高齢化社会が進む中でも、多様な年齢層の人たちとよりよい関係を築きながら暮らしていきたいものです。しかし現実は、世代間ギャップからの相互理解の難しさを通してトゲトゲした感情が先立ち、相手の思いを尊重できない場面もあります。高齢者に見られがちなイライラを募らせた言動に対して、若年世代はどのように接していけばよいのでしょうか。『高齢者に「キレない」技術』を執筆した、アンガーマネジメントコンサルタントの川上淳子さんにお話を伺いました。

目次
高齢者の怒りにふり回されて悩む人たち
―川上先生は、幼稚園・小学校の教育現場に長く携わっていらっしゃった後に、アンガーマネジメントコンサルタントの道に進まれました。教師からアンガーマネジメント普及の道を目指された理由は?
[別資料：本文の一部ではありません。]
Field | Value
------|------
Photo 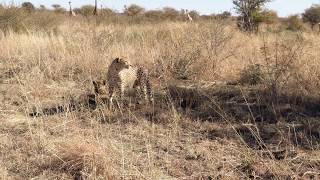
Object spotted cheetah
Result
[107,58,153,103]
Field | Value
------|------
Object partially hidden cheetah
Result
[107,58,153,103]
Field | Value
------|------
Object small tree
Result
[52,4,66,13]
[77,5,95,17]
[233,0,271,32]
[286,15,304,31]
[124,4,145,17]
[162,7,180,20]
[302,5,320,29]
[261,9,279,25]
[21,2,35,13]
[216,11,231,19]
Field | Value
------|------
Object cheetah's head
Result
[92,80,107,95]
[112,58,130,70]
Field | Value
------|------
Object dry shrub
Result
[157,21,235,79]
[45,138,116,179]
[261,34,306,97]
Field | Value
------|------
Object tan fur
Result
[107,58,153,103]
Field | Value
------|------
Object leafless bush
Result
[261,34,305,101]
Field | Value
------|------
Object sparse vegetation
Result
[0,1,320,179]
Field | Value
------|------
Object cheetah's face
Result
[112,58,130,70]
[92,80,107,95]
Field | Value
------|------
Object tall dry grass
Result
[0,20,320,179]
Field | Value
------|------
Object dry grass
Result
[0,20,320,179]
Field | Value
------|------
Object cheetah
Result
[107,58,153,104]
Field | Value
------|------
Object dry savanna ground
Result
[0,20,320,180]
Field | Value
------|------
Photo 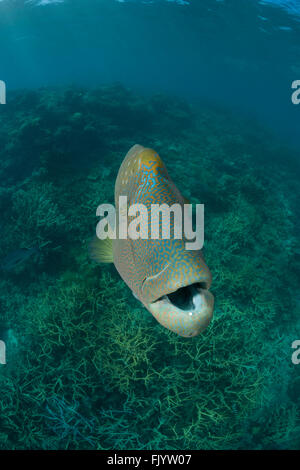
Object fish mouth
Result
[149,282,214,338]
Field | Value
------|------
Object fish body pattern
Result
[92,145,214,337]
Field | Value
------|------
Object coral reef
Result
[0,84,300,449]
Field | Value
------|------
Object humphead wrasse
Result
[90,145,214,337]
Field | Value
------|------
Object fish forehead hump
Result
[113,145,183,295]
[114,145,210,301]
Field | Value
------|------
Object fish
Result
[89,144,214,338]
[0,245,39,271]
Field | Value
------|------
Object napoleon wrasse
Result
[90,145,214,337]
川上 32年間公立小学校等で教員生活を送る中で、常に難しさを感じていたのが、「怒り」に対する対処法でした。子どもや保護者の怒りに対して、なんとか対応を試みるのですが、うまくいくこともあれば、うまくいかないこともありました。それは怒りのしくみや性質がわからず、経験則だけで対応していたからだとわかったのです。
しかし、アンガーマネジメントを身に付けてからは、怒りのメカニズムを考慮しながら適切な指導ができるようになりました。その後、もっと教育現場にアンガーマネジメントの手法を伝えたいと願うようになり、アンガーマネジメントの普及事業を立ち上げたのです。
―本書 『高齢者に「キレない」技術』 を書いたきっかけは?
川上 教師経験を踏まえ、子ども・保護者・同僚の怒りに対する対処法をまとめたのが2017年発行の『教師のためのケース別アンガーマネジメント』(小学館)でした。
出版された後、たくさんの反響をいただいたのですが、講演活動等を行う中で気がついたのが、高齢者の怒りにふり回されて悩んでいる方が非常に多いということでした。そこで、高齢者の困った言動に対し、アンガーマネジメントの手法を使ってどう対処するとよいのか、ケース別にまとめたのが『高齢者に「キレない」技術』です。
暴走老人という言葉がありますが、高齢になるとより頑なになり、キレたり、困った行動が多くなったりします。キレやすい高齢者とは関わりたくないと思っても、超高齢化社会の今、家族を含め、あらゆる場面で老人との接触機会は増えてきます。高齢者と良好な関係を築くためにも、アンガーマネジメントは大変有効な手立てとなるはずです。